Subject: Re: [boost] Adding polymorphic_value to boost
From: Gavin Lambert (gavinl_at_[hidden])
Date: 2017-11-20 01:18:54
On 20/11/2017 12:41, Peter Dimov wrote:
> Peter Bartlett wrote:
>> The only nit I had in the paper was that after all the banging on
>> about it being a value type, we are given operator bool, operator* and
>> operator->, making it pointer-like again. Could operator T& and
>> operator T const& work?
> Polymorphic means virtual functions, and when you have a
> polymorphic_value<T> pv, where T has a virtual function `f`, you can
> call `pv->f()`. With a conversion to T&, you can't call `pv.f()`.

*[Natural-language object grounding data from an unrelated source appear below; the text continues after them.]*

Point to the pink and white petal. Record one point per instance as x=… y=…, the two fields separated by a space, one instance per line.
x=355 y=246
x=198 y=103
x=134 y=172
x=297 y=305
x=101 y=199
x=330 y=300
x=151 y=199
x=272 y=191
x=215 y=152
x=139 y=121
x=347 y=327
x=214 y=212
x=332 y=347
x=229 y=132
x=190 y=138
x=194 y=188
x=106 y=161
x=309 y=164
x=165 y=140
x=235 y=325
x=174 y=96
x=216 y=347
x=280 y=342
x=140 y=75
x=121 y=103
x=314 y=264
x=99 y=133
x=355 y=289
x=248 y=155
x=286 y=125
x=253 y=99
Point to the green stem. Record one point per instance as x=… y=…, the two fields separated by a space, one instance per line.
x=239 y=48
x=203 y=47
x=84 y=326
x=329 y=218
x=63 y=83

You could pass it as a parameter to something that accepts a T& or T
const& and then make polymorphic calls from that, or alternatively
locally define a separate reference variable:
Container<Base> c(new Derived);
Base& r = c;
r.f(); // calls Derived::f()
But yes, this is significantly messier (and more potentially surprising
to users) than using operator-> instead.
Additionally since polymorphic_value can be empty, retaining some
pointer-like syntax seems preferable as again this makes it less
surprising to consumers.
Although on a peripherally related note, this reminds me of a language
gripe I have with operator->, in that it is not used to resolve ->*
expressions. This means that code such as (p->*f)(x) has to be changed
to (*p.*f)(x) if p is converted from a raw to a smart pointer, because
(almost) nobody ever implements operator->* explicitly. (Although I
tried it as an experiment and it seems relatively straightforward to do
so in C++11, albeit at the cost of injecting std::function.)